For time being, the PPF is the best fixed income investment given the sovereign guarantee it comes with and tax exempt nature of interest income it offers. PPF rules pertaining to withdrawal have undergone many changes and made the product more attractive. Though there is a scope for further cut in interest rate on PPF, investors can continue with their PPF investments.
For more elaborate understanding do read further.
Government of India decided to align the interest rates on small saving schemes (SSS) with market forces by reviewing them quarterly from 18 March 2016. This was done in line with the recommendations of Shyamala Gopinath Committee on Small Saving Schemes in 2014. Though the government had in-principle accepted the need to link the interest rates to the market forces, the government has been slow in bringing down the interest rates payable on SSS. The SSS are used by weaker sections of the society such as senior citizens, rural and agriculture workers in the low income segments. The political implications of reducing the interest rates have always been high and no wonder the government always went slow on cutting the interest rates.
However the things changed with the worldwide coronavirus pandemic (COVID19). The global economy is seen slowing down. BofA Securities in its global viewpoint note states it clearly, “global GDP growth to drop effectively to zero this year, matching the major recessions of 1982 and 2009.”

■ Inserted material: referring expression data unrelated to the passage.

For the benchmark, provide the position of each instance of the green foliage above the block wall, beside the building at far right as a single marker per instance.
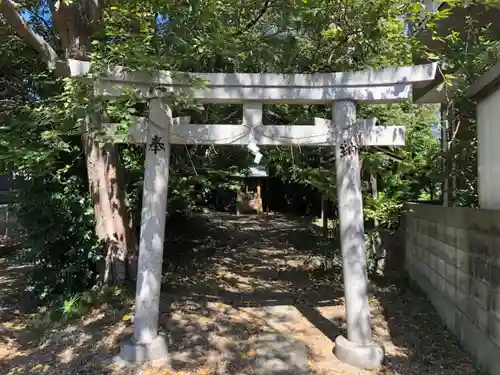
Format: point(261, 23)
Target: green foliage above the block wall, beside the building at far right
point(467, 51)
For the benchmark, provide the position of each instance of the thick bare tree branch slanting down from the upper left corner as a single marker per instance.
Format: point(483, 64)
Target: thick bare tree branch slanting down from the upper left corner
point(8, 10)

Government need to propel the economic growth engine which is seen decelerating as the entire country goes into three week lockdown. Monetary policy measures – repo rate cut and CRR cut along with other measures totaling around Rs 3.75 lakh crore is expected to offer some support to the Indian economy. The benefit of lower interest rates need to be given to the borrowers. However for that the cost of funds need to go down. The banks are keen to cut the fixed deposit rates. However, the banks need an assurance that they will get the money in their fixed deposits even at lower rates. The SSS offering around 150 basis points (100 basis points = 1 percentage point) more was a clear winning option for most retail individual investors. As the government is now keen to propel the economy the government has acted in favour of banks by cutting the interest rates on SSS. Now the spread stands reduced to around 50 to 60 basis points.

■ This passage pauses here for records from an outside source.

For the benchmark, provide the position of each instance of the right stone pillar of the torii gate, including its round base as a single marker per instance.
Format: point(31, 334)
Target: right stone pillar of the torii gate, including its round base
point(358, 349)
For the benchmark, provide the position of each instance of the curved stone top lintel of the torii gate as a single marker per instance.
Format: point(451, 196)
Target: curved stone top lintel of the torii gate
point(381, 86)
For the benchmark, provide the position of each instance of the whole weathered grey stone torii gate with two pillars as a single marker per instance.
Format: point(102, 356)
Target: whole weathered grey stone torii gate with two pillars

Despite this cut, PPF still is an attractive investment option. The rate on offer is still attractive.
A look at interest rate movements represented by repo rate announced by Reserve Bank of India, PPF, yield on 10 year government bond and five year bank fixed deposit issued by State Bank of India, makes it clear that PPF rates are still higher.

Also these rates studied are before the impact of income tax. All interest income is added to the recipient’s income and taxed as per slab rate. However, in case of PPF the interest income earned is exempt from income tax. That makes PPF an attractive investment option for all investors – irrespective of the tax slab. Investors will be better off continuing with their PPF contributions. Even new account can be opened if one does not have one.
However the situation demands investors to be cautious as well. The interest rates are going down. Investors should avoid chasing returns in fixed income space. Fixed deposits, non-convertible debentures with unknown issuers should be avoided. Co-operative credit societies and co-operative banks fixed deposits can be risky though they may offer high interest rates.